Thursday, 1 November 2012

Sometimes its not just about RC

Let me state from the start - I do NOT condone deliberate drug cheating in sport. Those people deserve to be caught and punished, but with the news that Anthony West has failed a doping test (most likely because of using a decongestant while trying to ride with a cold), I think its time the anti-doping/drugs hysteria that's gripping the world's sports has to end! 

The World Anti-Doping Agency's list of banned substances is over 8 pages long with drugs listed paragraph style rather than in point lists. I started to count them but quickly gave up when I got to over 40 in the first paragraph of steroids alone, NOT including their alternate names. IN the stimulants section I counted over 60 items, again not including their alternate names, which in some cases can have 15 or more alternate names. To make it even MORE difficult each section is finished with a line that allows unknown substances to be included simply because of having similar effects.

We hold our sports stars in such high esteem that its hard to imagine, let alone accept, some think that cheating is the only way forward, but at the same time there are many who simply work hard and give their all for their sport. At the same time, with very few exceptions, they are not chemists and I personally think it is unrealistic to expect them to walk around with a list of every banned substance every time they go to the pharmacy or shopping. In reality the banned substance list numbers into the hundreds when you include all the alternate names that chemicals can be marketed under. When you consider that the vast majority of us can't even be bothered to check the additives in our foods why do we expect our sports people to make exhaustive checks of every chemical that might be in a nasal spray, something we would buy from the chemist without even a moments hesitation?

In the case of Ant West, the chemical he failed the test on is very common in nasal decongestants and some dietary supplements and it's stimulant properties are considered weak and in some clinical tests, non-existent. It is NOT required to be listed in the ingredients of some products and even if it IS listed can be listed under 1 of 18 DIFFERENT names! Some of which sound decidedly herbal in nature.

One point I want to put out there for thought is what is the definition of "performance enhancing"? I consulted many online sources including a paper published in a Harvard Law journal, as well as grilling my Human Biology educated partner and the fact is that its an incredibly complicated subject which, for the main part is over-simplified by most sporting bodies.
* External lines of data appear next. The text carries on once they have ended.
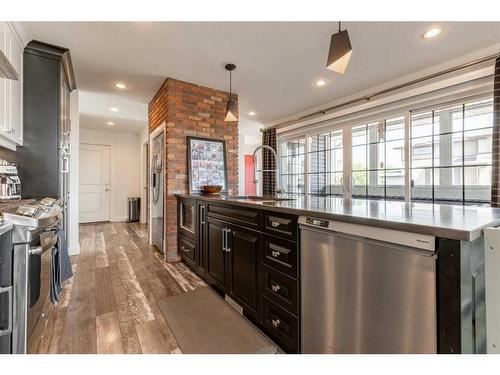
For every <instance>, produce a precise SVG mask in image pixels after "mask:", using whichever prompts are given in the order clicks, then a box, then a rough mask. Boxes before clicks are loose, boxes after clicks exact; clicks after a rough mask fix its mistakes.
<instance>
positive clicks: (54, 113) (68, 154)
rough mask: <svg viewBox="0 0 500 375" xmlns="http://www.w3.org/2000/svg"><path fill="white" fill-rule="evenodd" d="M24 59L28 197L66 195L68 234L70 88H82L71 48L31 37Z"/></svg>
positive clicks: (61, 197)
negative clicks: (64, 47) (57, 44)
mask: <svg viewBox="0 0 500 375" xmlns="http://www.w3.org/2000/svg"><path fill="white" fill-rule="evenodd" d="M23 60H24V62H23V64H24V66H23V69H24V71H23V74H24V84H23V123H24V124H23V126H24V128H23V132H24V144H23V146H22V147H19V148H18V152H17V159H18V160H17V161H18V165H19V174H20V178H21V183H22V192H21V193H22V197H23V198H43V197H53V198H61V199H62V200H63V208H64V218H65V220H64V227H65V232H66V235H67V234H68V233H67V219H66V218H67V217H68V215H67V213H68V201H69V194H70V192H69V173H70V170H69V165H70V163H69V158H70V154H71V153H70V134H71V123H70V92H71V91H72V90H74V89H75V88H76V84H75V78H74V74H73V68H72V64H71V57H70V53H69V50H68V49H67V48H62V47H58V46H54V45H51V44H47V43H43V42H39V41H31V42H30V43H28V45H27V46H26V48H25V50H24V59H23Z"/></svg>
Yes steroids and blood doping provide obvious performance enhancements, but so can non-banned substances such as Tylenol or other such drugs which can relieve muscle soreness, or an asthma inhaler which can open airways and improve respiration. What about dietary supplements and vitamins? They obviously do aid the performance of the athlete, but most anti-doping bodies would never consider this "performance enhancing". 

Pain meds are a personal interest because of my interest in motorsport and in particular for this blog, MotoGP. Many riders, at different times, have ridden with varying amounts of pain medication which allows them to ride, but again this is not considered "performance enhancing", but its hard to imagine someone riding with some of the injuries motorcycle riders have ridden with in the past (broken bones, torn ligaments etc) without the use of pain medication to mask the effects of the injury on their riding ability. Then there is the whole subject of custom manufactured braces etc. Recently a celebrated MotoGP rider had a serious accident and the only way he could compete was with a custom made carbon fiber brace to support his injuries. Is that not also "performance enhancing"? Many professional tennis players require the use of braces and other wrappings to ensure they can complete matches - Performance enhancing? What really muddies the waters is that the governing bodies of some sports WILL define a pain medication as a performance enhancing drug but others won't! How can that possibly be acceptable?
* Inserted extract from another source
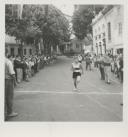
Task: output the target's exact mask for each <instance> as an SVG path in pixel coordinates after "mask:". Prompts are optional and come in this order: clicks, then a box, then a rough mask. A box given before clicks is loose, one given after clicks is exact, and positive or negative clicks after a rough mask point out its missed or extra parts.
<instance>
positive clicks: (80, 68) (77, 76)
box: [71, 57, 83, 91]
This blog has gotten to the point where it could turn into a rant and that's not the intent but I do think we have over-simplified a serious and complicated issue in order to both feel appeased in ourselves that something is being done and for the authorities to always appear as if they are doing something to justify their positions AND their remuneration. It's worth noting that the USADA's pursuit of Lance Armstrong only kicked into high gear because of 2 factors - 1) Refusal of the U.S. Justice Department to pursue the case in the Federal courts, as it has done with other USADA cases, and, 2) After the USADA's $13.7 Million a year ($9 Million provided by taxpayers) no questions asked, budget started to be queried by members of Congress. It is also worth noting that since the Armstrong case, legislation has been tabled in the U.S. congress to force the USADA to under go more oversight examination to make sure in can justify its activities.

Ok, back to my base point. I don't condone deliberate doping/drugs in sport, but I also don't believe that the onus should be forced completely back onto the sportspeople to ensure they are not unknowingly or accidentally taking a banned substance because the ability to know EVERY banned substance is practically impossible. The Anti-Doping bodies MUST do more than stand there waving a big stick around. If governing bodies of sports want to ban every single substance that MIGHT have some stimulant or other possible performance enhancing effect, than maybe they should also take on the responsibility of providing athletes the list of APPROVED products they can use, in-particular for everyday items we take for granted like cold and flu remedies. Too simply say a particular chemical is a banned substance without taking any responsibility upon themselves to help athletes avoid that substance is LAZY and, IMO, points to a reactive rather than proactive approach to the problem.